Transcript as follows: [bold emphasis mine]

You have lived just the seventy years which are greatest in the world's history & richest in benefit & advancement to its peoples. These seventy years have done much more to widen the interval between man & the other animals than was accomplished by any five centuries which preceded them.

What great births you have witnessed! The steam press, the steamship, the steel ship, the railroad, the perfected cotton-gin, the telegraph, the phonograph, the photograph, photo-gravure, the electrotype, the gaslight, the electric light, the sewing machine, & the amazing, infinitely varied & innumerable products of coal tar, those latest & strangest marvels of a marvelous age. And you have seen even greater births than these; for you have seen the application of anesthesia to surgery-practice, whereby the ancient dominion of pain, which began with the first created life, came to an end in this earth forever; you have seen the slave set free, you have seen the monarchy banished from France, & reduced in England to a machine which makes an imposing show of diligence & attention to business, but isn't connected with the works. Yes, you have indeed seen much — but tarry yet a while, for the greatest is yet to come. Wait thirty years, & then look out over the earth! You shall see marvels upon marvels added to these whose nativity you have witnessed; & conspicuous above them you shall see their formidable Result — Man at almost his full stature at last! — & still growing, visibly growing while you look.

Read the rest here

Well, Mark Twain was right. Such marvels has been brought about by capitalism.

2 comments:

Paul said...

Benson,

Wow. I loved Mark Twain's Tom Sawyer/Huck Finn books and am a huge Walt Whitman fan, and to know of that correspondence between these giants moves me.

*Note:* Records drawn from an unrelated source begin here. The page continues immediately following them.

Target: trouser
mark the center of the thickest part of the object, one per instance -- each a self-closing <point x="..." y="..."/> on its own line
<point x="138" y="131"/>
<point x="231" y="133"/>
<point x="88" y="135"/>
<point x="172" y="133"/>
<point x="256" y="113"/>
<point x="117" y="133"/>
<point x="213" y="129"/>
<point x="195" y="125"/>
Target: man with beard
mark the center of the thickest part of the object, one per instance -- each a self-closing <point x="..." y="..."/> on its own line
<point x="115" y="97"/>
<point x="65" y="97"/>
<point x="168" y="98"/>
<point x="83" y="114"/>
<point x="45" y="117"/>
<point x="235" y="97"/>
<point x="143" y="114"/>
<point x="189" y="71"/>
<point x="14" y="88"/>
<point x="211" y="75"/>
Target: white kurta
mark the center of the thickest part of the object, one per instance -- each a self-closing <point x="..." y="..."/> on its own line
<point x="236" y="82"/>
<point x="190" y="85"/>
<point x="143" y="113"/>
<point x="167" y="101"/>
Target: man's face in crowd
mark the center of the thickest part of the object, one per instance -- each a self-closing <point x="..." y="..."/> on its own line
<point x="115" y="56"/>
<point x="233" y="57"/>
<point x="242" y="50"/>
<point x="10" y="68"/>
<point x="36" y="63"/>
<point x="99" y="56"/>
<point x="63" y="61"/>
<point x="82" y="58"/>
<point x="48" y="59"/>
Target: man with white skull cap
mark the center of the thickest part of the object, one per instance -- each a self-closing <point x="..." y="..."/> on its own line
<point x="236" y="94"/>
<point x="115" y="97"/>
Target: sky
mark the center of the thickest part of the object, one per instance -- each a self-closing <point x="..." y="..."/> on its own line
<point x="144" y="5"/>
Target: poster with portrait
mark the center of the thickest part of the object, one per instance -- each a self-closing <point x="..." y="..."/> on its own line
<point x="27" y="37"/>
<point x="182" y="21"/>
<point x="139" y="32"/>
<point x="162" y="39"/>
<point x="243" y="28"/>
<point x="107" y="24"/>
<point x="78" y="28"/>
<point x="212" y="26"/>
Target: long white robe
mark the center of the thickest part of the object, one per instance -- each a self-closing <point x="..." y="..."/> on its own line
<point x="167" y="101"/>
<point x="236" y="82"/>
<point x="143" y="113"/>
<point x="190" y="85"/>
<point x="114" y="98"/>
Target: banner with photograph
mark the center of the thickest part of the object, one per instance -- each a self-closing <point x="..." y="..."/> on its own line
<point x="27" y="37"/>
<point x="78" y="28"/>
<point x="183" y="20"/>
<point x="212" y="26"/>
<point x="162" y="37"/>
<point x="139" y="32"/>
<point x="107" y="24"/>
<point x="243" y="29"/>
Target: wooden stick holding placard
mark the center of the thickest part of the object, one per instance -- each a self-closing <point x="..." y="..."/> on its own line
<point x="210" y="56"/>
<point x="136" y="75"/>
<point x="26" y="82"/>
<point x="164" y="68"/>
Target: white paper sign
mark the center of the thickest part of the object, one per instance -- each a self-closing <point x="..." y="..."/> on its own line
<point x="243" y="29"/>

As a supplement, you might want to read Whitman's poem 'Years of the modern', which actually came before the 1889 letter.

Here's an excerpt:

Never was average man, his soul, more energetic, more like a God;
Lo! how he urges and urges, leaving the masses no rest;
His daring foot is on land and sea everywhere—he colonizes the Pacific, the archipelagoes;
With the steam-ship, the electric telegraph, the newspaper, the wholesale engines of war,
With these, and the world-spreading factories, he interlinks all geography, all lands;
—What whispers are these, O lands, running ahead of you, passing under the seas?
Are all nations communing? is there going to be but one heart to the globe?
Is humanity forming, en-masse?—for lo! tyrants tremble, crowns grow dim;
The earth, restive, confronts a new era, perhaps a general divine war;
No one knows what will happen next—such portents fill the days and nights;
Years prophetical! the space ahead as I walk, as I vainly try to pierce it, is full of phantoms;
Unborn deeds, things soon to be, project their shapes around me;
This incredible rush and heat—this strange extatic fever of dreams, O years!
Your dreams, O years, how they penetrate through me!(I know not whether I sleep or wake!)
The perform'd America and Europe grow dim, retiring in shadow behind me,
The unperform'd, more gigantic than ever, advance, advance upon me.

benson_te said...

Thanks alot Paul,

My interpretation of 'Years to Modern' characterizes today's globalization.e.g

"With these, and the world-spreading factories, he inter- links all geography, all lands;" (and more....)

And it seems that both Mark Twain and Walt Whitman had been spot on!